Ravenslofty / blog

The Critical Path - a rambly FPGA blog
49 stars 2 forks source link

04/03/2024: a sketch of a silly risc-v cpu #15

Open Ravenslofty opened 8 months ago

Ravenslofty commented 8 months ago

If somebody opens this hoping that there'll be actual HDL here, they're going to be a bit disappointed. I don't really have the time budget required to develop a CPU, even if for a hobby, but I wanted to sketch out an idea that has been floating around in my head for some time, and maybe it could inspire somebody to develop their own CPU based on this.
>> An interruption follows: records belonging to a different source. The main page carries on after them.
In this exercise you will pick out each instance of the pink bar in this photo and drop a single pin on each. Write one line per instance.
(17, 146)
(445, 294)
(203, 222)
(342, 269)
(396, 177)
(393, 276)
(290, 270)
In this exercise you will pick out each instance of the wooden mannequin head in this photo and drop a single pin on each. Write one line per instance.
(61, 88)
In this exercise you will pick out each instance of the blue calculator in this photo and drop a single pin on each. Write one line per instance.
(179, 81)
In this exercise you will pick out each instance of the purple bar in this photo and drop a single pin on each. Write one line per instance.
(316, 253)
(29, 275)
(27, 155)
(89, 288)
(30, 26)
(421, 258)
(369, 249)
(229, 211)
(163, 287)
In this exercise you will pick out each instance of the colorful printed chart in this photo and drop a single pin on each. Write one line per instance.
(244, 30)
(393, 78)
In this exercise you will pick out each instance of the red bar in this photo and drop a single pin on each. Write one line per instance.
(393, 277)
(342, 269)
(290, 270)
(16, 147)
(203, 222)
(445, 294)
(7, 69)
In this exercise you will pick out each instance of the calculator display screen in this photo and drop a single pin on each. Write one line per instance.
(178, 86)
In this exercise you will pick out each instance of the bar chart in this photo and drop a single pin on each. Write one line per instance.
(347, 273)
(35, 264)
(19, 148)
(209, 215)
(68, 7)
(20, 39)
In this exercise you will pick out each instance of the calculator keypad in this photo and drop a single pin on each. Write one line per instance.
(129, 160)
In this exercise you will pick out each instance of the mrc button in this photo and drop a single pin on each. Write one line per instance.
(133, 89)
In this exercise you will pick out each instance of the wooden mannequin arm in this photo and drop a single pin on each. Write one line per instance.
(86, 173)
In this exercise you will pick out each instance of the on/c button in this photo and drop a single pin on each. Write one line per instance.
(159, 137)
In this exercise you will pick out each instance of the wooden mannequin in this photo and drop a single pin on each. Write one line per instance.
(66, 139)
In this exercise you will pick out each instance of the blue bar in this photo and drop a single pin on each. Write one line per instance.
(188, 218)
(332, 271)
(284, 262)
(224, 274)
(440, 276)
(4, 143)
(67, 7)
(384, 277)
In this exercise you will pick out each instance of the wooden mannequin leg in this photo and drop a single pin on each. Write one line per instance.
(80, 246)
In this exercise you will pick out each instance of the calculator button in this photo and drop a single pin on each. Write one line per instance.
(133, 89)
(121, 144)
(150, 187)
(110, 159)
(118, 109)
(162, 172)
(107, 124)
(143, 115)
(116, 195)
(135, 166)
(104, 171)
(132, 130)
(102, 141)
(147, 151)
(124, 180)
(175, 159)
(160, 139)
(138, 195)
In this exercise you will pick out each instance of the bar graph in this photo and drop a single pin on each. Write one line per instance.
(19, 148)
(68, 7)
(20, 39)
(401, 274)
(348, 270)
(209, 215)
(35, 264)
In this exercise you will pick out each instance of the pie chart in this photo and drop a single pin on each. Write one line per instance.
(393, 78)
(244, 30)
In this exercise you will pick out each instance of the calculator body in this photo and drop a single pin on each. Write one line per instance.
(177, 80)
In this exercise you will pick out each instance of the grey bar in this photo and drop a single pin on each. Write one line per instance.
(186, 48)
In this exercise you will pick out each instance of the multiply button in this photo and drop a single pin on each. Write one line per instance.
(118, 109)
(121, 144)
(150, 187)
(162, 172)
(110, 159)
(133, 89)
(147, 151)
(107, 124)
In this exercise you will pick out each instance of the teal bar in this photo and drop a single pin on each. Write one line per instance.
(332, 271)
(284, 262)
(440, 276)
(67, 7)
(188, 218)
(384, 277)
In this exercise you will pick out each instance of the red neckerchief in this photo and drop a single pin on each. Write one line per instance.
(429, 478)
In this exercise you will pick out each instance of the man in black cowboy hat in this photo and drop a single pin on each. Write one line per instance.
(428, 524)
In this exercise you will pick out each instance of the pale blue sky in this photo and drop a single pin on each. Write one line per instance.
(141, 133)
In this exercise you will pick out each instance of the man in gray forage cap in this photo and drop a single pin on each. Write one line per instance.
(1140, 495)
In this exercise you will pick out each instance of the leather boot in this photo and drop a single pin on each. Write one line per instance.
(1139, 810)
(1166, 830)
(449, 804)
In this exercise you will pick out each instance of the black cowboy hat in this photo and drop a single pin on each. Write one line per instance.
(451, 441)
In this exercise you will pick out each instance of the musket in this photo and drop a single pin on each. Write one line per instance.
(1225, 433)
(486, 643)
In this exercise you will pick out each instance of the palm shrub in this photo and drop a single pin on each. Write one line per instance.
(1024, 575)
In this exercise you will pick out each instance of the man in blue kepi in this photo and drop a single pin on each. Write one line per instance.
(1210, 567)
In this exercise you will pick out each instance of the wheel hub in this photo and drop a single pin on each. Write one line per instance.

What surprised me most about RISC-V is not so much the instruction set (which I have...opinions on), but how people have taken that instruction set and - perhaps as a self-imposed challenge - implemented it in a variety of nonconventional ways. For example, implementing it bit-serially, or with microcode.

Over the Christmas holiday I studied the AT&T Hobbit CPU (which...perhaps deserves its own article), but one thing which amazed me is that the CPU supports a limited form of instruction fusion: in the internal (semi-documented) uop format, every instruction is a branch to the next instruction, which means unconditional branches and certain conditional branches can be fused into the pervious instruction. It allows the CPU to easily handle variable-width instructions, too. I think that's pretty neat for a early-90's embedded CPU.

So, roughly thirty years later, let's ask what a CPU designed for instruction-fusion maximalism might look like.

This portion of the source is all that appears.